Abstract

The changing frontiers of physics research The outbreak of the First World War brought much of the research activity in UK universities to a halt. In particular, as indicated in Section 7.8, a whole generation of young men enlisted with tragic loss of life in the trenches of northern France, Belgium and the Low Countries. Although the attentions of experimental physicists had to turn to military-related topics, the theorists who remained in the universities throughout Europe continued to produce work of the highest quality. Perhaps most spectacular of all were the contributions of Einstein. As expressed by Pais, Einstein's productivity was not affected by the deep troubles of the war years, which, in fact, rank among the most productive and creative of his career.
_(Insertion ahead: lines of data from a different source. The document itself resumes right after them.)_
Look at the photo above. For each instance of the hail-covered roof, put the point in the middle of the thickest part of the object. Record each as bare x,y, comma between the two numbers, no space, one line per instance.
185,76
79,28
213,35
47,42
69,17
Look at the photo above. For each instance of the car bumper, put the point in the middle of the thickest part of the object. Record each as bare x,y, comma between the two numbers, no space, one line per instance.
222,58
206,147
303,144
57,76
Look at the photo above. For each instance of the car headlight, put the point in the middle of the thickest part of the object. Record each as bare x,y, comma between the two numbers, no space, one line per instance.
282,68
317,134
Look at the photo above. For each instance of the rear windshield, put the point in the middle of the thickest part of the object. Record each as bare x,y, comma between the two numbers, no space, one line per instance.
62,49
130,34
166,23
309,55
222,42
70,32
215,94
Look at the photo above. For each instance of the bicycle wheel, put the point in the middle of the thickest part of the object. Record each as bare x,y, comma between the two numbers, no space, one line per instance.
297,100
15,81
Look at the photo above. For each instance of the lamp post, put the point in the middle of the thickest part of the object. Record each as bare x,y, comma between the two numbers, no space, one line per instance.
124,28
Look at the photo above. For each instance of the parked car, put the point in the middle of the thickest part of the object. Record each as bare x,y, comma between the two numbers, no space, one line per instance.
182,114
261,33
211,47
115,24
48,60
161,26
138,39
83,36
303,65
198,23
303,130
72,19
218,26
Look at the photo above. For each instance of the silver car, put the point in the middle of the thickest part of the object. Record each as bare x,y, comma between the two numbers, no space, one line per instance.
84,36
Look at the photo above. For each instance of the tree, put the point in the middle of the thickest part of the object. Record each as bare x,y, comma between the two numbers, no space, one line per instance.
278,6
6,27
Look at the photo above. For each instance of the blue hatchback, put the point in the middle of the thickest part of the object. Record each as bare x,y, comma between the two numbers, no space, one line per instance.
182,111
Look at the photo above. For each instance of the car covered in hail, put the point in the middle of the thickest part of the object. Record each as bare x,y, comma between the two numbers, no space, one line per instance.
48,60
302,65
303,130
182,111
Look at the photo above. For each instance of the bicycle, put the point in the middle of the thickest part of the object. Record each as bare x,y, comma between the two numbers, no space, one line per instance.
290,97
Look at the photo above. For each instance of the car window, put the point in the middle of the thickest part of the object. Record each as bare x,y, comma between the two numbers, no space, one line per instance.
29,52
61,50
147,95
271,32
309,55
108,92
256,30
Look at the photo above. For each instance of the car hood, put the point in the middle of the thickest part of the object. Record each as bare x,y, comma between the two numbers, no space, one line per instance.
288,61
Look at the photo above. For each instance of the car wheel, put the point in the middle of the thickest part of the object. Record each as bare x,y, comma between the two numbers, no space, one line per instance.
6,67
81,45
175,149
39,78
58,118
During this period, he completed the general theory of relativity, found correct values for the bending of light and the displacement of the perihelion of Mercury, did pioneering work in cosmology and gravitational waves, introduced his A and B coefficients for radiative transitions, found a new derivation of Planck's radiation law – and ran into his first troubles with causality in quantum mechanics. During the war, he produced, in all, one book and about fifty papers, …(Pais, 1982) At the same time, Einstein became an outspoken radical pacifist, which provoked a hostile reaction from the authorities in the midst of a devastating war. By the end of the war, there had been major advances in the efforts to incorporate quantum concepts into physics at the atomic level, what is conveniently referred to as the old quantum theory . This was to continue in the years immediately following the war until the quantum revolution of 1925–27, associated with the names of Heisenberg, Born, Jordan, Dirac, Schrodinger, Pauli and many others.